Mit großer Freude haben wir in der Grotjahn-Stifung 170 von syrischen Mitbürgerinnen und Mitbürgern genähte Mund-Nasen-Masken im Empfang genommen.
Über Frau Eva Fuhrmann aus Klein Flöthe, die sich seit Jahren ehrenamtlich in der Arbeit mit Menschen, die aus Syrien in unser Land gekommen sind, ist aus kleinen Anfängen ein Netzwerk entstanden, welches mit vier vom DRK gespendeten Nähmaschinen und Stoffspenden aus dem eigenen Dorf begann.

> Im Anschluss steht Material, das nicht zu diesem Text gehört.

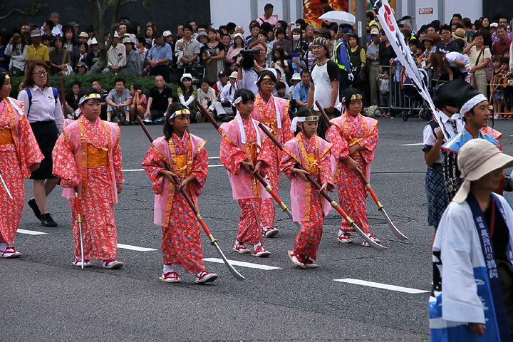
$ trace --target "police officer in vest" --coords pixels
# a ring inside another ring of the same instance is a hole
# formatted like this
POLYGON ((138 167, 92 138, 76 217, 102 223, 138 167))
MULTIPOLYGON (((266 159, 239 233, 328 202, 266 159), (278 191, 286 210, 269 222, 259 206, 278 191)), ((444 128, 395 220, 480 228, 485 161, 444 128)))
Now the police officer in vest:
POLYGON ((351 87, 353 81, 353 73, 351 73, 351 63, 349 59, 349 51, 347 48, 347 34, 352 33, 353 29, 348 27, 347 24, 343 24, 338 26, 338 32, 337 38, 338 40, 335 43, 333 49, 333 55, 335 57, 335 63, 338 65, 340 69, 340 87, 338 87, 338 93, 341 98, 342 92, 346 88, 351 87))

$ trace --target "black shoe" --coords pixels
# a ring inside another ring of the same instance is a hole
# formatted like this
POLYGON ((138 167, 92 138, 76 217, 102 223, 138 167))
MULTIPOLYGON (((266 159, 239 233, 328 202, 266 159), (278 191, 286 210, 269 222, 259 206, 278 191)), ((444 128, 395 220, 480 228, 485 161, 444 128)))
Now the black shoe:
POLYGON ((41 214, 41 221, 44 227, 57 227, 57 222, 53 221, 49 212, 41 214))
POLYGON ((31 198, 28 200, 28 202, 27 202, 27 204, 28 204, 28 207, 30 207, 32 209, 32 211, 34 212, 36 217, 41 220, 41 211, 39 211, 39 207, 38 207, 37 203, 36 203, 36 199, 33 197, 31 198))

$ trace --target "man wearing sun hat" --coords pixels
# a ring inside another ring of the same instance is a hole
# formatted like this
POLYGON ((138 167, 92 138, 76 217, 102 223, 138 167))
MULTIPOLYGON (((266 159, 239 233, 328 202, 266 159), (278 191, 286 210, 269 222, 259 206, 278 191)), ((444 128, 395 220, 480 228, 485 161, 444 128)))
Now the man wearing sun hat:
POLYGON ((118 73, 121 68, 126 66, 126 48, 120 43, 120 36, 114 31, 110 48, 107 51, 107 72, 118 73))
POLYGON ((513 157, 484 139, 472 139, 459 152, 463 184, 432 248, 431 341, 511 341, 513 211, 493 192, 513 157))
POLYGON ((451 200, 461 185, 461 172, 457 163, 460 149, 475 138, 484 139, 497 146, 499 146, 499 142, 492 135, 482 132, 483 128, 488 128, 491 116, 487 98, 464 80, 451 81, 442 88, 445 87, 450 90, 449 96, 454 101, 455 107, 460 108, 460 113, 465 123, 465 129, 442 146, 445 155, 445 190, 449 200, 451 200))
POLYGON ((25 59, 28 61, 46 61, 50 62, 48 47, 41 43, 41 31, 32 30, 31 32, 32 44, 27 47, 25 59))

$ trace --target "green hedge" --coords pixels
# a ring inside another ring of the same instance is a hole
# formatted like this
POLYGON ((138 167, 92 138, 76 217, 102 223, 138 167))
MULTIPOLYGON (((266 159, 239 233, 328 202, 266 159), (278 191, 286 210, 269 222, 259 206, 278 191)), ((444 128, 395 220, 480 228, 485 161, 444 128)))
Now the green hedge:
MULTIPOLYGON (((95 80, 100 80, 102 83, 102 88, 105 89, 107 91, 114 89, 114 80, 118 78, 123 78, 125 81, 125 86, 127 88, 130 89, 130 87, 134 83, 140 84, 142 93, 145 94, 148 93, 150 88, 155 86, 155 77, 148 78, 140 78, 137 77, 134 75, 114 75, 112 73, 99 73, 99 74, 86 74, 86 75, 77 75, 73 74, 70 76, 63 76, 63 81, 64 83, 64 91, 66 92, 66 96, 70 95, 71 91, 71 83, 78 81, 81 83, 82 88, 88 88, 93 85, 93 81, 95 80)), ((23 77, 13 77, 11 79, 11 84, 12 85, 12 90, 11 90, 10 96, 11 98, 17 98, 19 93, 19 83, 23 81, 23 77)), ((50 76, 50 83, 53 87, 59 88, 59 80, 58 76, 50 76)), ((174 100, 178 100, 177 95, 177 89, 178 86, 175 83, 166 83, 169 88, 172 89, 174 100)))

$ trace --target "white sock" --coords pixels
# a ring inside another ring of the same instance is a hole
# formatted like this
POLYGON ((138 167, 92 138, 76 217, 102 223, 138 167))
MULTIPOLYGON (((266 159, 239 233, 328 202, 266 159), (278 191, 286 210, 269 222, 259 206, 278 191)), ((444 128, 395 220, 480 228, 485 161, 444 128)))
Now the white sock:
POLYGON ((169 272, 174 272, 172 269, 172 265, 164 265, 164 269, 162 270, 162 274, 165 274, 166 273, 169 272))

Inzwischen nähen viele syrische Mitbürgerinnen und Mitbürger Mund-Nasen-Masken für unterschiedliche Pflege-Einrichtungen. Manche treffen sich dazu jede Woche, natürlich mit dem gebotenen Abstand. Andere arbeiten zu Hause. Sie möchten damit ihren Dank dafür ausdrücken, dass sie hier in Deutschland leben können. Tamara und Wasim verteilen das Material an die Näherinnen und Näher und sammeln die fertigen Masken.
Frau Fuhrmann hat uns nun 170 Masken überreicht.
Sie werden an alle durch unsere Diakonie-/Sozialstation Schladen an die ambulant Betreuten weiter gegeben.

Herzlichen Dank allen, die dazu beigetragen haben.
Es tut gut, dass Menschen uns so zur Seite stehen.